¿A quién no le temblaba el pulso cuando era el momento de apoyar el último naipe en la torre que fingía ser pirámide? El olfato atento a las tortas fritas que crepitaban ahogadas en grasa y el silencio forzado de los parientes que observaban (agotado ya todo tema de conversación) al improvisado arquitecto dominguero que intentaba coronar su obra con la sota de bastos.
Un segundo de gloria y el aplauso de la gente antes de que una puerta se abriera dejando entrar al viento que, veloz y destructivo, derrumbó la torre.
Cuando pienso en ese entretenimiento que dura veinte minutos mientras se calienta el agua para el mate, imagino a quienes hacen de la precisión y el pulso firme la base de su trabajo. Sabiendo que un milímetro de diferencia en un corte no derrumba una torre de naipes sino que envía a la muerte a un ser humano.

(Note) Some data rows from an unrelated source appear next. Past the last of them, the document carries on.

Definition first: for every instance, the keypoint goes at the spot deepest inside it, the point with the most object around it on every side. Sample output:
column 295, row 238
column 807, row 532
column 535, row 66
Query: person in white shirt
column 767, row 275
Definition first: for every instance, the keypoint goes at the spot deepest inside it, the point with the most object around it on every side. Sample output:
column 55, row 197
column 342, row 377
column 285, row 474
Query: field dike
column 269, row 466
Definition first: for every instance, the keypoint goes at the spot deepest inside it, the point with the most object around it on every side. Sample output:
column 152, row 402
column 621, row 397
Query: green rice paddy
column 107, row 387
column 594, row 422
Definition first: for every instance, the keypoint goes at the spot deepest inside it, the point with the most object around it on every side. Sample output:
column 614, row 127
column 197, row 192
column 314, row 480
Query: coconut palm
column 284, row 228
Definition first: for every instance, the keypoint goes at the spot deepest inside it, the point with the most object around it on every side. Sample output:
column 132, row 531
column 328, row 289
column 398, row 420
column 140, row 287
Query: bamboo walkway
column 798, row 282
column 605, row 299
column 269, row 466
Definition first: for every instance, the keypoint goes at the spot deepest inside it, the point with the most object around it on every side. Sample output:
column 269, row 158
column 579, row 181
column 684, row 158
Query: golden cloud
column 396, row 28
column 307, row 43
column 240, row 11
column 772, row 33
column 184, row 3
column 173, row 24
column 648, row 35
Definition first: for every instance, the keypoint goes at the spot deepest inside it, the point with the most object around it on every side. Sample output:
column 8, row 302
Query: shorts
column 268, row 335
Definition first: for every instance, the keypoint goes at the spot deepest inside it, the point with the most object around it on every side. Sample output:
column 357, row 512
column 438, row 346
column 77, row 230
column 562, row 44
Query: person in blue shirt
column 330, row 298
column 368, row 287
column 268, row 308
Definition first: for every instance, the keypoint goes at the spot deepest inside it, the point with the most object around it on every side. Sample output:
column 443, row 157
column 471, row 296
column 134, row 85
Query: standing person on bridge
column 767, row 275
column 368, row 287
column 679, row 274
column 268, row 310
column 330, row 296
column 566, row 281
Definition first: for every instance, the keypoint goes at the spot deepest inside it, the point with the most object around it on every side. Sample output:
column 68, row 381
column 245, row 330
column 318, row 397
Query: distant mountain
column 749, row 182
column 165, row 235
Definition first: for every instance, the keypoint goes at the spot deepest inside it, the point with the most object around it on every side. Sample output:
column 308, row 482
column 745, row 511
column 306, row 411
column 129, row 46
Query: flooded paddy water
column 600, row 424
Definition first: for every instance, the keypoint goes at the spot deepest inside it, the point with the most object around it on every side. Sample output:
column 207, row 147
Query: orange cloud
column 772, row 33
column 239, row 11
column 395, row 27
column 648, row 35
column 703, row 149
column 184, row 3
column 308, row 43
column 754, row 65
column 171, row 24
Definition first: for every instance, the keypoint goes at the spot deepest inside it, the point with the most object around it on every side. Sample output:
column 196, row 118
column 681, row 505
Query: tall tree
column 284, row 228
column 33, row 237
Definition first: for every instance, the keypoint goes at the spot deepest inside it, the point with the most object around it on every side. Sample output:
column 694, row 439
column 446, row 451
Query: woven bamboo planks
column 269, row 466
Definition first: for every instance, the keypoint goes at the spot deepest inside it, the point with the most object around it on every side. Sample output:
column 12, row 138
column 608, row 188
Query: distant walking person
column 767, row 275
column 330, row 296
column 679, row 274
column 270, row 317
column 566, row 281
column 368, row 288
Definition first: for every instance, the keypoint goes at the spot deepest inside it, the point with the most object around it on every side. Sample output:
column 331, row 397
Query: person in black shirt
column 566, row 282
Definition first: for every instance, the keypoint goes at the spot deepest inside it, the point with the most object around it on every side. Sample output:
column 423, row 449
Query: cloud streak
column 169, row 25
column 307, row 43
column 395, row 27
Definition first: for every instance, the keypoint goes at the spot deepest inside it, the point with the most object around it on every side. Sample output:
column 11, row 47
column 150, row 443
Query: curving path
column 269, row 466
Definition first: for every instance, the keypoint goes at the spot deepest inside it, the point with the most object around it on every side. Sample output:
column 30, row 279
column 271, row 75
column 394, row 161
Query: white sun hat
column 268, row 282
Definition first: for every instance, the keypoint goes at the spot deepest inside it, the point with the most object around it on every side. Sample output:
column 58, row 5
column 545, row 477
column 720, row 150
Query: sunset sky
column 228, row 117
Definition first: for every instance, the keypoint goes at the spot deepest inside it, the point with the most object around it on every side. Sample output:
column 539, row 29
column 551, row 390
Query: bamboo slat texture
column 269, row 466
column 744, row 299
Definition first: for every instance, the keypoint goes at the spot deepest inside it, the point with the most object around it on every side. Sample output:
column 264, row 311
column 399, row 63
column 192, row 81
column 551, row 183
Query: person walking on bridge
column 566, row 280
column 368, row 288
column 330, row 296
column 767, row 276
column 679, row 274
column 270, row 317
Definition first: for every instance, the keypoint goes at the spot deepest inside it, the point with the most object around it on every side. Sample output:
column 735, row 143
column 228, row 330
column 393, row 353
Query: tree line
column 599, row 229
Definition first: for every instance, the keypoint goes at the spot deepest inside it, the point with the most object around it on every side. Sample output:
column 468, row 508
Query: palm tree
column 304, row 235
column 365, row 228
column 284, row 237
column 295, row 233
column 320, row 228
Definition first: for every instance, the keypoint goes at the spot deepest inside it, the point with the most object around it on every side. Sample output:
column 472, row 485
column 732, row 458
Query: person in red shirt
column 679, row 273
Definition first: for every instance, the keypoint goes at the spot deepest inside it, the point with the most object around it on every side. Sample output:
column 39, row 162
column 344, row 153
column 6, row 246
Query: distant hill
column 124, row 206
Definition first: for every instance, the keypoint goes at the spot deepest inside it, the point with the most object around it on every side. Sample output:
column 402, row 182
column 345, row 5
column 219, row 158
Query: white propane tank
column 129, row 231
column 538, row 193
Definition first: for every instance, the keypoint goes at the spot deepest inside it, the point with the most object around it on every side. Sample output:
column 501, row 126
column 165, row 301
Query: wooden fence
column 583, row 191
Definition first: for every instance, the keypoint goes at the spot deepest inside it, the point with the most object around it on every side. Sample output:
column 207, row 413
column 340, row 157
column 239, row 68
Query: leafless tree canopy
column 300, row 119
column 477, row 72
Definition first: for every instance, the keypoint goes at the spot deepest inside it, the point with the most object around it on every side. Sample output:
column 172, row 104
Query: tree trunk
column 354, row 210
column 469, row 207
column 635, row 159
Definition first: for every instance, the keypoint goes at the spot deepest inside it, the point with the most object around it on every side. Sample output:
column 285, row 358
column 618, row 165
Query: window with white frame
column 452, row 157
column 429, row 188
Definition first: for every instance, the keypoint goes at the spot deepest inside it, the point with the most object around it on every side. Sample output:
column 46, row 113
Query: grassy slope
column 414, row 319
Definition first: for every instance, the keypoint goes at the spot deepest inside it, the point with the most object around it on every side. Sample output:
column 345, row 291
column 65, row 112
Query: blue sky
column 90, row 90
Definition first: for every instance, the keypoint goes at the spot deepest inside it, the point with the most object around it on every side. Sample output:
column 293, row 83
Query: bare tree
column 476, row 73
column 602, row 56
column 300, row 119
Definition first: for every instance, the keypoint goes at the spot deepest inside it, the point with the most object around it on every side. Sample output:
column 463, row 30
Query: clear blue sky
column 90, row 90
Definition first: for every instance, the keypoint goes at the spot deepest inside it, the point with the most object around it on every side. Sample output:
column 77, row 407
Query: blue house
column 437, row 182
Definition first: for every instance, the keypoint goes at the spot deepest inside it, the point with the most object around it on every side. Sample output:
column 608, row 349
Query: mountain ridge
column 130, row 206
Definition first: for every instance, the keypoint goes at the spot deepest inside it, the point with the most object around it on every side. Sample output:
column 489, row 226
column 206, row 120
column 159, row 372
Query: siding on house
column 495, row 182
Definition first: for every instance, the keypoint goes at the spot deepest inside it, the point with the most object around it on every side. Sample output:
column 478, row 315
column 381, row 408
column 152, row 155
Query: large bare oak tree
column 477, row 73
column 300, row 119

La buena noticia de hoy es otro transplante de corazón, uno artificial externo mientras se espera el órgano real. La intervención duró diez horas. Detalle a tener en cuenta cuando un empleado municipal empuja las agujas de su reloj para suspender “su agitada” vida laboral y tomarse su mate cocido con criollitas o fumarse un pucho en la vereda.
Como es nuestra costumbre cuando algo nos emociona, nos ponemos de pie y aplaudimos: hoy, a quienes hacen de su profesión una herramienta para mantenernos en el mundo un rato más.